1. Introduction
An improved understanding of how energy and seismic moment accumulate in the crust and upper mantle along major plate boundaries is essential for forecasting the size and timing of major earthquakes [Smith-Konter & Sandwell , 2009; Field et al., 2015;Weiss et al., 2020; Rollins et al., 2020]. Recent studies have shown that most damaging earthquakes occur in areas where the crustal strain rate exceeds 100 nanostrain/yr [e.g., Elliot et al ., 2016.; Zeng et al. , 2018; Bayona et al., 2021]. Many of these areas are heavily populated and have had major destructive earthquakes. Moreover, one of the largest uncertainties in California earthquake hazard models (i.e., UCERF-3 [Field et al ., 2014;Field et al. , 2015]) is the amount of plate boundary deformation that is accommodated by off-fault strain and whether this strain is accumulating as elastic or as plastic deformation. Therefore, accurate strain rate measurements are needed to improve earthquake forecasts. Achieving an ideal 100-nanostrain/yr accuracy at a 10-km resolution (i.e., a typical fault locking depth in California) requires a horizontal velocity model that has an accuracy of 1 mm/yr. Moreover, moderate earthquakes, fault creep, and other transient processes produce temporal variations in strain rate that commonly exceed 100-nanostrain/yr [Holt and Shcherbenko , 2013; Klein et al., 2019]. Currently continuous GNSS measurements can provide vector deformation better than the required 1 mm/yr accuracy but not with 10 km spatial resolution. InSAR provides very high spatial resolution but cannot achieve the 1 mm/yr accuracy, mainly due to the perturbations from atmospheric noise [Emardson et al. , 2003]. In addition, current InSAR systems provide only two components of surface deformation and thus cannot uniquely distinguish between horizontal and vertical strain [Shen and Liu , 2020]. Here we develop a path to achieving the time-dependent strain rate mapping objective by combining 4.5 years of measurements from InSAR and GNSS along the San Andreas fault system (SAFS).
The accuracy and spatial resolution of the current strain rate models derived from GNSS velocities can be assessed by comparing results from various groups. An accuracy analysis was performed as part of the developing SCEC Community Geodetic Model (CGM-V1) [Sandwell et al., 2016a]. The 17 models were taken from previous publications [Zeng & Shen, 2016; Shen et al., 2015; Smith-Konter & Sandwell, 2009; Tong et al., 2014;Tape et al., 2009; Petersen et al., 2008; Petersen et al., 2014; Platt & Becker, 2010; McCaffrey, 2005;Loveless & Meade, 2011; Hackl et al., 2009;Parsons, 2006; Parsons et al., 2013; Kreemer et al., 2014; Flesch et al., 2000; Field et al. , 2014;Sandwell & Wessel , 2016]. The mean and standard deviation of the 10 “best” well-correlated models is shown in Fig. 1a.
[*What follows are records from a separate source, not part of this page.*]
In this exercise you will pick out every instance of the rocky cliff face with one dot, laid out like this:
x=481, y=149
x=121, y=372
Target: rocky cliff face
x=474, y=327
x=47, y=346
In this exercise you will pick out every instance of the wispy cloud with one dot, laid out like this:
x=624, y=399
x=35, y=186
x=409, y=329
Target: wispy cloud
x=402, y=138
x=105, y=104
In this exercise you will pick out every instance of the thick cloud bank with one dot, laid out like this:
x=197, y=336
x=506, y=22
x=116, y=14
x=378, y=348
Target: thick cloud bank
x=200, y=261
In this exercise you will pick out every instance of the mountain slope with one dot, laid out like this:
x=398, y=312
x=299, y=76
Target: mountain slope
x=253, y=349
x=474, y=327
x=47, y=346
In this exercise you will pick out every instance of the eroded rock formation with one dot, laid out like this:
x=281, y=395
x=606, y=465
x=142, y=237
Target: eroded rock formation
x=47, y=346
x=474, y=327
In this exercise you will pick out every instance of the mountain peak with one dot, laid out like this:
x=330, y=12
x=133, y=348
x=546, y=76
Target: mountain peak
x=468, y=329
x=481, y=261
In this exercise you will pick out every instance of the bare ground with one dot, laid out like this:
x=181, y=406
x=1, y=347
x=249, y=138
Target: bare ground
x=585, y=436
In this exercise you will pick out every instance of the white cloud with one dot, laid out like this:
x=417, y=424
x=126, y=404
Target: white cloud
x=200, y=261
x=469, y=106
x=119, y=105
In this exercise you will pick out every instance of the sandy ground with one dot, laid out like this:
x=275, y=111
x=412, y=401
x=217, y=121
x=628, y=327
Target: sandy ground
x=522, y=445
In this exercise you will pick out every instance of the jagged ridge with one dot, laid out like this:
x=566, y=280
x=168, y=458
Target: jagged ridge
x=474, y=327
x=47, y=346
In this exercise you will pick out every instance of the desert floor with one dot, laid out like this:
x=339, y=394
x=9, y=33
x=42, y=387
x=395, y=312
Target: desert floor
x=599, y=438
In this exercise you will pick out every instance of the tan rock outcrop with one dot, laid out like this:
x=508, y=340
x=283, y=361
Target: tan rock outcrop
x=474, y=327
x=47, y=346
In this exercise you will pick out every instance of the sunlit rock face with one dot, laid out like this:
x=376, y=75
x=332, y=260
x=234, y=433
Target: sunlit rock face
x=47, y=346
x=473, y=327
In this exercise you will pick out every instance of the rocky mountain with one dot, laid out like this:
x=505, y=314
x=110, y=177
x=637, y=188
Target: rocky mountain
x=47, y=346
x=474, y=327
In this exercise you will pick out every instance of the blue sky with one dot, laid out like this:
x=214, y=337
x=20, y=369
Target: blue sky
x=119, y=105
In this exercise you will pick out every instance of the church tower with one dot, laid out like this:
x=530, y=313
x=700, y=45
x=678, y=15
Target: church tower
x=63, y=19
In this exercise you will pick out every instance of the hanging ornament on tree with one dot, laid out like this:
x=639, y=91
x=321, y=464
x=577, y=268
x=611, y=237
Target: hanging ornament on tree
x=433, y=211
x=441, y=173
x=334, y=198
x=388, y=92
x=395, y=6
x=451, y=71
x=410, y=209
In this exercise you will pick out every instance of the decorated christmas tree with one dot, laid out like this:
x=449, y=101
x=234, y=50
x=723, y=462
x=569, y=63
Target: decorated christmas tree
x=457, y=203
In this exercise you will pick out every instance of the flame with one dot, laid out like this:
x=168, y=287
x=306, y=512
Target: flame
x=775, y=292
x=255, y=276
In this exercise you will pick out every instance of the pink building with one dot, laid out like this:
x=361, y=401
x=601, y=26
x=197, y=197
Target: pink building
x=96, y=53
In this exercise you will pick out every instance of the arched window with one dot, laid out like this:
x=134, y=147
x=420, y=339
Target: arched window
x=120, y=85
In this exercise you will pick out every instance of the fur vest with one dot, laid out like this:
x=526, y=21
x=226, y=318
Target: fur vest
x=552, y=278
Note the standard deviation (Fig. 1b) commonly exceeds 50 nanostrain/yr especially above the major faults where the uncertainties can exceed 100 nanostrain/yr. These significant deviations among the models are not due to inaccuracies in the GNSS data but to the incomplete spatial sampling of the GNSS stations, which is typically 10-20 km in California [Wei et al., 2010].
To further characterize this lack of spatial resolution of the strain rate field, we analyzed the strain rate models by computing cross spectra in their overlapping region in Southern California. Radially-averaged cross spectra were computed between every pair of models using Generic Mapping Tools (GMT) [Wessel et al.,2019]. As illustrated in Fig. 1c, there is a large variation in the coherence between these models. Most models agree well at long wavelengths, but generally disagree at short wavelengths, except those having very similar, or identical, fault models like Shen et al . [2015] and Zeng & Shen [2016] or Tong et al.[2014] and Smith-Konter & Sandwell [2009]. The disagreements are due to different physical modeling approaches, assumed fault geometries, and slightly different GNSS velocity data sets. For most pairs, the coherence is high at very long wavelength and decreases to zero coherence at ~10 km. The 0.2 coherence threshold of the median of all the cross spectra is located at 30-40 km wavelengths.